Meta has about 350,000 of these GPUs and a whole bunch of A100s. This means the ability to train 50 GPT-4 scale models every 90 days or 200 such models per year.

This level of overkill suggests to me that the core models will be commoditized to oblivion, making the actual profit margins from AI-centric companies close to 0, especially if Microsoft and Meta keep giving away these models for free.

This is actually terrible for investors, but amazing for builders (ironically).

The real value methinks is actually over the control of proprietary data used for training which is the single most important factor for model output quality. And this is actually as much an issue for copyright lawyers rather than software engineers once the big regulatory hammers start dropping to protect American workers.

By @pedalpete - 4 months
I think this is the correct take. My understanding of the article is that huge investments in hardware, mostly to NVIDIA, and spending by major tech companies is currently defining the market, even if we include OpenAI, Anthropic, etc. It is FAANG money they are running on.

I put this as equivalent to investing in Sun Microsystems and Netscape in the late 90s. We knew the internet was going to change the world, and we were right, but we were completely wrong as to how, and where the money would flow.

By @threeseed - 4 months
> Founders and company builders will continue to build in AI—and they will be more likely to succeed, because they will benefit both from lower costs and from learnings accrued during this period of experimentation

Highly debatable.

When we look back during the internet and mobile waves it is overwhelmingly the companies that came in after the hype cycle had died that have been enduring.

By @igammarays - 3 months
Maybe because the revenue isn't directly attributable to AI itself, but is realized in the cost savings and productivity improvements in already existing revenue streams? That's where AI has been useful to me. I can't put a number on how much AI has made me exactly, but it has certainly helped all aspects of my bootstrapped startup.
By @ryandrake - 4 months
Others are saying this article is bearish, but then...

> A huge amount of economic value is going to be created by AI. Company builders focused on delivering value to end users will be rewarded handsomely.

Such strong speculative predictions about the future, with no evidence.
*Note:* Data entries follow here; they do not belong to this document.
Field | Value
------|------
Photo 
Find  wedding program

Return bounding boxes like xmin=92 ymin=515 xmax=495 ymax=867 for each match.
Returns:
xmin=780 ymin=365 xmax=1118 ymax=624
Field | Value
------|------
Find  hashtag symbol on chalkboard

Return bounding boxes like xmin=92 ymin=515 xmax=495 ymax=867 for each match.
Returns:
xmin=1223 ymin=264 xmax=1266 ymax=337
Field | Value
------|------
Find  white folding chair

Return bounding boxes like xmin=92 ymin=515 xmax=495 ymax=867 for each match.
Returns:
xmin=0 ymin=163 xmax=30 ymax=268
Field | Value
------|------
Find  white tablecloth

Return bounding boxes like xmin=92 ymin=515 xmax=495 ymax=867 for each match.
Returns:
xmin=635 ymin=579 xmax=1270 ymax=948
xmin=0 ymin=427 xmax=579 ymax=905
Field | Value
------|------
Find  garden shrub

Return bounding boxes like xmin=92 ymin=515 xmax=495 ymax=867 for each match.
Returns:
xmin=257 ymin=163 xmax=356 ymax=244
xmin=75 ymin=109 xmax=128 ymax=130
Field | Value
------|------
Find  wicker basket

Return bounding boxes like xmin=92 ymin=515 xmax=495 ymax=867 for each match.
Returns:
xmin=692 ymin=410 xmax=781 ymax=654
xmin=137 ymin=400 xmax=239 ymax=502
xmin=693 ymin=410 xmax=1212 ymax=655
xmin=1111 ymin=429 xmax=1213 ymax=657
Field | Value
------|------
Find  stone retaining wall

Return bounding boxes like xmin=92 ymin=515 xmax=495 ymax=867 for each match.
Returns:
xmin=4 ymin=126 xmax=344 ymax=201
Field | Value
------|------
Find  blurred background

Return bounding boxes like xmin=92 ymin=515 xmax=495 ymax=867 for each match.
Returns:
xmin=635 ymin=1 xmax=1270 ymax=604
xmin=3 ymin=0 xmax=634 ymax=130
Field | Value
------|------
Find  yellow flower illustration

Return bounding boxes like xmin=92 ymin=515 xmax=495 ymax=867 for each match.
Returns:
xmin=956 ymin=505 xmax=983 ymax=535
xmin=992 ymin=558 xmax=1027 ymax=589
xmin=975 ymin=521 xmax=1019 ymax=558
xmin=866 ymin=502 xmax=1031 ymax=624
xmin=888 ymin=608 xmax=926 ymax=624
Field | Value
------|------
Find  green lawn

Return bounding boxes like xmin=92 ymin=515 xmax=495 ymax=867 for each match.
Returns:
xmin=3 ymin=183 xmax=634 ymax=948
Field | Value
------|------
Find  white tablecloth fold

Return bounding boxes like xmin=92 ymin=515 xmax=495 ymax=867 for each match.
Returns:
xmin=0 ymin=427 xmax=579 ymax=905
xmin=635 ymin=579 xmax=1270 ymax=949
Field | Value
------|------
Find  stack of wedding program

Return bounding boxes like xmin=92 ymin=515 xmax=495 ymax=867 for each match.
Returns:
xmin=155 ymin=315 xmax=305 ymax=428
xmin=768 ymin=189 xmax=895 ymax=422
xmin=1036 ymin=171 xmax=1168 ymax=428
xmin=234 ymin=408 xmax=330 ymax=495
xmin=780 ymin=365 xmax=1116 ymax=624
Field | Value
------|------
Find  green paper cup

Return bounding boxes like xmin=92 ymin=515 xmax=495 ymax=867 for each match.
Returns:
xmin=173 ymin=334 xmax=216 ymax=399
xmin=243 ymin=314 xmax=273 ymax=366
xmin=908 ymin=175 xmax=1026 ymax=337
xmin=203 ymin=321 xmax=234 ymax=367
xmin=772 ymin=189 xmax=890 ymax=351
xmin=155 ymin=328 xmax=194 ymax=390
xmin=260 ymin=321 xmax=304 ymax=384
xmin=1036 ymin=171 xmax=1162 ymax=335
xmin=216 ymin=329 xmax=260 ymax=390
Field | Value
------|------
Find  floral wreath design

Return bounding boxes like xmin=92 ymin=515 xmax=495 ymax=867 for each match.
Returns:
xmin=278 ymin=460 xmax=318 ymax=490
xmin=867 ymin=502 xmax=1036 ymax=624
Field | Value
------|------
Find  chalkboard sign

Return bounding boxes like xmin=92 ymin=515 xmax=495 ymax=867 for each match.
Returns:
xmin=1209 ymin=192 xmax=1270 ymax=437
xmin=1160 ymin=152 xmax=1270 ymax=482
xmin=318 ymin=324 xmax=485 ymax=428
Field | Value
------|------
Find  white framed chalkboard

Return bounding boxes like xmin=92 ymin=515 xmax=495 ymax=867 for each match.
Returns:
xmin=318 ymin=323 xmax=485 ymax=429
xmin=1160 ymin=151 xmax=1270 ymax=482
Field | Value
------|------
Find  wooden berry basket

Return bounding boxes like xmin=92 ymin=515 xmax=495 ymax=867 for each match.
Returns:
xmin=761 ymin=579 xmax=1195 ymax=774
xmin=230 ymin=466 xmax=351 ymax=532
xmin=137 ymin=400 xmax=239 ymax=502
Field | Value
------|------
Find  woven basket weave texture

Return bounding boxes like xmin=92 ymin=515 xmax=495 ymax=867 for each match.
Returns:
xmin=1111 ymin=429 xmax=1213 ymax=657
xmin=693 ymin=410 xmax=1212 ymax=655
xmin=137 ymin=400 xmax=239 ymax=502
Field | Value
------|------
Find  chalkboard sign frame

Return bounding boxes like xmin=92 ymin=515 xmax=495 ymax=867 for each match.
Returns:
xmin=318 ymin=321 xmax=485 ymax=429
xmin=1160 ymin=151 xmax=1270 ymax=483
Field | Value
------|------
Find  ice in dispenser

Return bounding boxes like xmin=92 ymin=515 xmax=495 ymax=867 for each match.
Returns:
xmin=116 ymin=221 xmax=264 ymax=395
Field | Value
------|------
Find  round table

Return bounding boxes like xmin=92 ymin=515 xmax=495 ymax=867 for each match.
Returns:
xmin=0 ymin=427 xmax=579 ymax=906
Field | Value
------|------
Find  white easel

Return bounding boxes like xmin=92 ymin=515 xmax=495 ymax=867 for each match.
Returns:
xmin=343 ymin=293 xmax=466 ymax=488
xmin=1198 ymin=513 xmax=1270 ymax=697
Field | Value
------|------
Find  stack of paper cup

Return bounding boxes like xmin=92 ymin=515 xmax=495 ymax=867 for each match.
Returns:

How can anyone be so certain about this? Do they have some kind of crystal ball? Later in the article they even admit that this is another one of tech's all-too-familiar "Speculative frenzies."

The whole AI thing just continues to baffle me. It's like everyone is in the same trance and simply assuming and chanting over and over that This Will Change Everything, just like previous technology hype cycles were surely going to Change Everything. I mean, we're seeing huge companies' entire product strategies changing overnight because We Must All Believe.

How can anyone speak definitively about what AI will do at this stage of the cycle?

By @dvt - 4 months
> In reality, the road ahead is going to be a long one. It will have ups and downs. But almost certainly it will be worthwhile.

The biggest takeaway from this piece is the stark realism of this article (maybe a bit too bearish, imo) compared to the usual Sequoia VC-speak. Maybe FTX did teach them something, after all.

By @mike_d - 4 months
The calculations here seem to depend on a few false assumptions:

1. That all datacenter GPUs being purchased are feeding AI. You might be able to argue that some are or a lot are, but you don't know how many just looking at Nvidia sales numbers. I know of at least two projects deploying rows of cabinets in datacenters full of GPUs for non-AI workloads.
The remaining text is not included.